Gold prices.  Management has commented in the past that R350K/kg is a key level to watch.  Tau, their key asset, however, would likely still make money at that level.

Successful turnaround of some assets – in particular, Buffels and Blyvoor have had spotty performance for a number of reasons (such as unplanned strikes and shaft accidents) which have caused them to detract from the performance in recent quarters.  Management has said that it is willing to shut down Buffels in case it cannot sustain positive results.  The key asset today is Tau, which has been contributing 125K oz of annual production alone. 

Poor acquisitions and resulting higher level of indebtedness and/or further dilution.

Management bandwidth trying to potentially turnaround several assets at the same time.  On this point, management has reiterated that it is unlikely that it will make significant acquisitions before divesting of assets first.

Mine specific issues such as seismic events and strikes, especially at Tau Lekoa.

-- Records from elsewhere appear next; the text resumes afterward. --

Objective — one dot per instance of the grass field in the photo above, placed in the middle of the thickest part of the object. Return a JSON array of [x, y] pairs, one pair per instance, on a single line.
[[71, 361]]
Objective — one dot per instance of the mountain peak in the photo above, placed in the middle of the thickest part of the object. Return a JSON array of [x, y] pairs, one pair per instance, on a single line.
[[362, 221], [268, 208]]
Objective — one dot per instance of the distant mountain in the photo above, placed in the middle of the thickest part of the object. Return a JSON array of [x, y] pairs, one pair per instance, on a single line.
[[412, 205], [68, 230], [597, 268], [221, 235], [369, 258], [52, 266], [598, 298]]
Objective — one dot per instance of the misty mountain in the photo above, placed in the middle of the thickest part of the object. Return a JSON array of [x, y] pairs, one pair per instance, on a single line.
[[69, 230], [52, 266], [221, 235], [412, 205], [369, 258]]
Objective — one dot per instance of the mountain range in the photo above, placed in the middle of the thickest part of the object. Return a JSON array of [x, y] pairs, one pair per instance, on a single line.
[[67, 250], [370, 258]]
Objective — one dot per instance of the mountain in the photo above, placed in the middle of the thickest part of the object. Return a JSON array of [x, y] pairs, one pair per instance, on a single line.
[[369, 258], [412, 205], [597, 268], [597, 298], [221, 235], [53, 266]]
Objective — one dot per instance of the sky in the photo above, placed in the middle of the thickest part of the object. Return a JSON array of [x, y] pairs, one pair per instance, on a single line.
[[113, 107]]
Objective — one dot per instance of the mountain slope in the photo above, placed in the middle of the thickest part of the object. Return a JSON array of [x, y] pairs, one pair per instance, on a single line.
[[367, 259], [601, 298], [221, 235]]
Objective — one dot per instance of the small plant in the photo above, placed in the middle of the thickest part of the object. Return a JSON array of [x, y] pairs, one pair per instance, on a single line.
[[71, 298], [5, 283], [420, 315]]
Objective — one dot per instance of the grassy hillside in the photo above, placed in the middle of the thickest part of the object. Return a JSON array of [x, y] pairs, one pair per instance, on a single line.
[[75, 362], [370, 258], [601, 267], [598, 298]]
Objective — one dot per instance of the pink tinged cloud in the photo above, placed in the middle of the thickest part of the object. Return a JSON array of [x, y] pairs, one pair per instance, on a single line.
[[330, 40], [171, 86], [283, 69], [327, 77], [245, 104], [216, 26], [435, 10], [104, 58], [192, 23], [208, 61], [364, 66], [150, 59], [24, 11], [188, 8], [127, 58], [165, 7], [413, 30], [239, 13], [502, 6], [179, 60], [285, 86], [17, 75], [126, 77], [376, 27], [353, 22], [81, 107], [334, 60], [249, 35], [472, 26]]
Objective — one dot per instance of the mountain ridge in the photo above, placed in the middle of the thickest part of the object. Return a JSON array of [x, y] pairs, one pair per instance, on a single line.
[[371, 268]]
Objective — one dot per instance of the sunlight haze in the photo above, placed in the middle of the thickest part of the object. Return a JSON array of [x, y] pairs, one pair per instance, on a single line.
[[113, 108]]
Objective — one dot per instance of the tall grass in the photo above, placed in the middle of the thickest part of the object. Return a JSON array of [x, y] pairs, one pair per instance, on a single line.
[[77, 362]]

Share illiquidity.  Trading volume is not very high and could result in price dislocations should a large shareholder decide to change its stake. Recently, Tradewinds, which was a top holder, had to significantly reduce its holdings as it was facing redemptions following the departure of its portfolio manager.  This caused the prices to drop from over R2.00 (again, pre-special dividend), and I believe have yet to recover from such drop.

 

 

I do not hold a position of employment, directorship, or consultancy with the issuer.
I and/or others I advise hold a material investment in the issuer's securities.

Catalyst

Buybacks and introduction of a regular dividend.  At the annual meeting held on 11/30/12, the board authorized Village to initiate a buyback for up to 15% of the shares outstanding.  They have stated recently that they intend to buy back uo to 45M shares by mid-Feb.  In addition, management has been buying back shares regularly, with both CEOs buying throughout 2012 at prices ranging from R1.10 to north of R2.00 (pre-special dividend).

Disposition of assets. As mentioned above, management has already identified its intention to dispose of Cons Murch.  I believe management would only chose to sell Cons Murch at a price that is accretive compared to its current contribution as shown in the analysis above.

Completion of definitive feasibility study at Lesego – expected to be concluded sometime in mid 1H13.

End of Deutsche Bank gold contracts – scheduled to be fully repaid by March 2013. This will also free up an overfunding that is today set as restricted cash. 

Potential coverage and/or ADR program in the US.